IHS students have very memorable memories from high school. For instance, Merrin says, “The memories with my friends that I will miss most are all the football games and audition choir. It makes me sad just thinking about this.” Sytsma adds, “I’m going to miss all the sporting events and dances. They were very fun.” Over the last four years students have made special memories in their friends. Instead of viewing high school as the end of the road view it as the beginning of a new opportunity where you will make new lifelong friends and as a result new memories.

There are many ways to stay in contact with your high school friends. One of the most popular ways is through social media. Anfinson says, “I will 100% use Snapchat to stay in contact with my friends. I think social media is a great way to stay in contact.” The importance of social media is only truly realized for some students when they leave for college. While in high school it may have been regarded as a waste of time or distraction, social media acts as a tremendous tool in college.

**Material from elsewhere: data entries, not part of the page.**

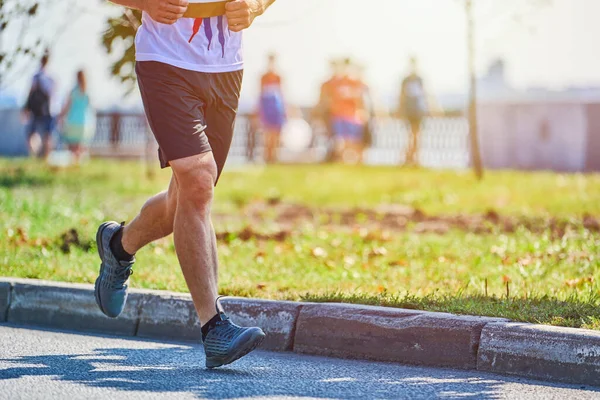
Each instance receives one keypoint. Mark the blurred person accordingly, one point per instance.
(75, 118)
(190, 81)
(37, 109)
(271, 109)
(368, 109)
(348, 115)
(252, 131)
(323, 109)
(413, 107)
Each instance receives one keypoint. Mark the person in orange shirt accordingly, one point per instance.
(348, 115)
(271, 109)
(323, 110)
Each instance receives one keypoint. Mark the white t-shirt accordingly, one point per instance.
(203, 45)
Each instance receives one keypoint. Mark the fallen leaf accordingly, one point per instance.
(319, 252)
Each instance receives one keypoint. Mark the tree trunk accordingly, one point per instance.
(473, 126)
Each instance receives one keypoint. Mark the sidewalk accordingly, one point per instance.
(337, 330)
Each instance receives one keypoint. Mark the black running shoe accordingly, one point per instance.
(226, 342)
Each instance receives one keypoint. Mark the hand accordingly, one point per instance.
(165, 11)
(241, 13)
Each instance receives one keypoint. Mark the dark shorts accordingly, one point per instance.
(190, 113)
(42, 125)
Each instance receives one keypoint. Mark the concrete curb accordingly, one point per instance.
(340, 330)
(541, 352)
(387, 334)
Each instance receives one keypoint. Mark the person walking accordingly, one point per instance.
(413, 108)
(190, 74)
(75, 118)
(322, 111)
(37, 109)
(271, 109)
(348, 115)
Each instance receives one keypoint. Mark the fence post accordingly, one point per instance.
(115, 130)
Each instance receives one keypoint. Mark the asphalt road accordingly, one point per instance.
(43, 364)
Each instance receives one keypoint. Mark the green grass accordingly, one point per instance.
(527, 275)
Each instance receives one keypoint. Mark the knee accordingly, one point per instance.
(196, 186)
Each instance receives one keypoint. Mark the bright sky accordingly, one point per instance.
(554, 46)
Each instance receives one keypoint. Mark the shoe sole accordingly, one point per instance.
(250, 345)
(101, 254)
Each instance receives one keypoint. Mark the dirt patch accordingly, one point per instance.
(248, 234)
(71, 239)
(403, 218)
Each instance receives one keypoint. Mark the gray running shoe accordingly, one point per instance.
(111, 285)
(227, 342)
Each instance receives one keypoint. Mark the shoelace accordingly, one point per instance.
(119, 278)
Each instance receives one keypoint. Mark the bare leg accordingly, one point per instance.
(154, 222)
(195, 241)
(47, 145)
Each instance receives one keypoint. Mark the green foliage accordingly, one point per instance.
(314, 236)
(118, 39)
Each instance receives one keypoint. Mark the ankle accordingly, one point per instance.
(209, 325)
(116, 246)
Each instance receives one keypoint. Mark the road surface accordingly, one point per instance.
(45, 364)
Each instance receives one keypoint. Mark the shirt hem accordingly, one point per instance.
(189, 66)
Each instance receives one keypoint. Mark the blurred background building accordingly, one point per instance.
(539, 77)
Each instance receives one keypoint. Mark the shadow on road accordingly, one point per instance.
(178, 368)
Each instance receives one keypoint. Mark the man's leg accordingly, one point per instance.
(194, 235)
(154, 221)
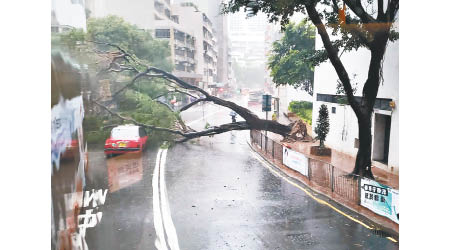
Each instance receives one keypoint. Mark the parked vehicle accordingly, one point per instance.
(126, 138)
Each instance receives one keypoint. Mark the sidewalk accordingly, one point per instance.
(338, 159)
(327, 175)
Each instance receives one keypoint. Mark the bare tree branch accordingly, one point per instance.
(138, 123)
(166, 105)
(251, 120)
(216, 130)
(193, 103)
(356, 7)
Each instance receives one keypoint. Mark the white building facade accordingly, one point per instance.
(343, 134)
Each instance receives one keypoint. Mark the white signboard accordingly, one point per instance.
(379, 198)
(295, 160)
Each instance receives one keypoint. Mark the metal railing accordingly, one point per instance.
(321, 173)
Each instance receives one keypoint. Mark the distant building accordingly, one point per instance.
(343, 135)
(286, 93)
(193, 53)
(67, 15)
(220, 24)
(247, 37)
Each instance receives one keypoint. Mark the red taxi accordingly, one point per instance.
(125, 138)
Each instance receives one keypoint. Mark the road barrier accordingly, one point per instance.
(318, 173)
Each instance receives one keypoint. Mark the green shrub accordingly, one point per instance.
(302, 109)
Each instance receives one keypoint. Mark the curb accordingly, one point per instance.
(379, 229)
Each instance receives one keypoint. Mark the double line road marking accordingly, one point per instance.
(162, 220)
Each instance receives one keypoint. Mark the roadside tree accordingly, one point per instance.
(289, 62)
(367, 26)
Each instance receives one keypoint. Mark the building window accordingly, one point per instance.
(162, 33)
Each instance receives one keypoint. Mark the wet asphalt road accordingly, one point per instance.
(216, 195)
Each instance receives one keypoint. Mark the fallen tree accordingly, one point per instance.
(122, 61)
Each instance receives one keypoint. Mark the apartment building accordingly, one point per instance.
(190, 33)
(68, 14)
(206, 43)
(343, 134)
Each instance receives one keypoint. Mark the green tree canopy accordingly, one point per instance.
(113, 29)
(353, 24)
(289, 61)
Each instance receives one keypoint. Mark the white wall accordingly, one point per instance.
(343, 124)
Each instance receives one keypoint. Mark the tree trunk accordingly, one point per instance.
(363, 164)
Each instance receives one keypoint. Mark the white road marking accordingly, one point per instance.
(160, 241)
(161, 211)
(199, 119)
(167, 219)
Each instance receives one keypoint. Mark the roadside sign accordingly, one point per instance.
(267, 103)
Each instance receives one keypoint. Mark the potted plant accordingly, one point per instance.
(322, 129)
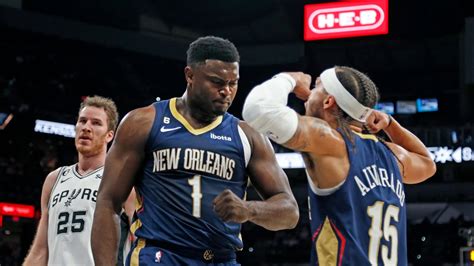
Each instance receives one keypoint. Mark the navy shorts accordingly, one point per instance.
(145, 252)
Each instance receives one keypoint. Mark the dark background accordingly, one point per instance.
(52, 53)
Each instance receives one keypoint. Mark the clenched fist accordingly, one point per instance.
(230, 208)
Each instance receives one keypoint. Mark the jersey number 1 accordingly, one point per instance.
(195, 182)
(388, 231)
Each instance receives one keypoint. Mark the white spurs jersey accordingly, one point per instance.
(71, 211)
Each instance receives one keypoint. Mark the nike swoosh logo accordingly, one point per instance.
(64, 180)
(163, 129)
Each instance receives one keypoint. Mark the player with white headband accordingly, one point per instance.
(356, 195)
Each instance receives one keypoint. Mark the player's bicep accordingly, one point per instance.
(266, 175)
(315, 136)
(125, 157)
(413, 167)
(39, 249)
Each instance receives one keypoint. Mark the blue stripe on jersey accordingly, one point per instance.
(364, 220)
(185, 169)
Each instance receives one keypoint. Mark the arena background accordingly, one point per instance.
(53, 53)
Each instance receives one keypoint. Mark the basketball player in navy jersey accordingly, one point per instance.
(70, 192)
(356, 195)
(189, 161)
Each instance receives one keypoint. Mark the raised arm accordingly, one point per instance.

Walker echoes this when she says, “My social media usage specifically Snapchat will for sure increase when I’m in college because I’m determined to maintain all the great relationships I made in college.” There are four primary social media sites used by students: Instagram, Facebook, Snapchat, and Twitter. Interestingly, Anfinson and Walker listed Snapchat for staying in touch with their friends instead of the other social media sites. Outside of staying in touch with your friends social media has other benefits in college. According to Edudemic, social media offers students the benefits of connections, web engagement, knowledge, and social media and marketing in college. Many people ultimately get their job through connections that they have established and some social media sites were designed solely for the purpose of communal connections. Thus, social media can be the vehicle to getting a desired job or internship. Also, social media prepares students to become great marketers.  As technology advances, so does the way the world works with it. Members of the young workforce are keeping up to speed with the many forms of social media thereby making them attractive hires.

One of the toughest decisions you may face as a high school senior is whether to attend an in-state or an out-of-state college.  For students that are staying locally it may be easier to stay in contact with old high school friends than students that are going out of state. Tan says, “I’m going to Hawaii for college and not many other students if any at all are going there so it is going to be a real challenge to maintain my high school relationships. Definitely more so if I would’ve stayed in state.” While Tan is certainly right, there are some perks to going out of state than remaining in-state. According to Unigo, students who attend school away from home tend to be more independent since they presumably no longer have their high school buddies around and their living in a different state. On the other hand, the advantage of going to college in state is that it is cheaper and you would likely be attending with a lot of your high school classmates. At the University of Florida, for example, in-state students pay $18,451 a year compared to the out-of-state tuition rate of $38,591. That’s a savings of more than $20,000! Students who stay in-state can also save on living expenses and travel expenses. By living at home, the average student can expect to save around $10,000 a year in dorm fees. If money is a significant factor in the college decision process it would be wise to consider in-state schools. It is important to note that some private schools also offer financial aid. However, it likely would not be nearly as much as an in-state school would offer.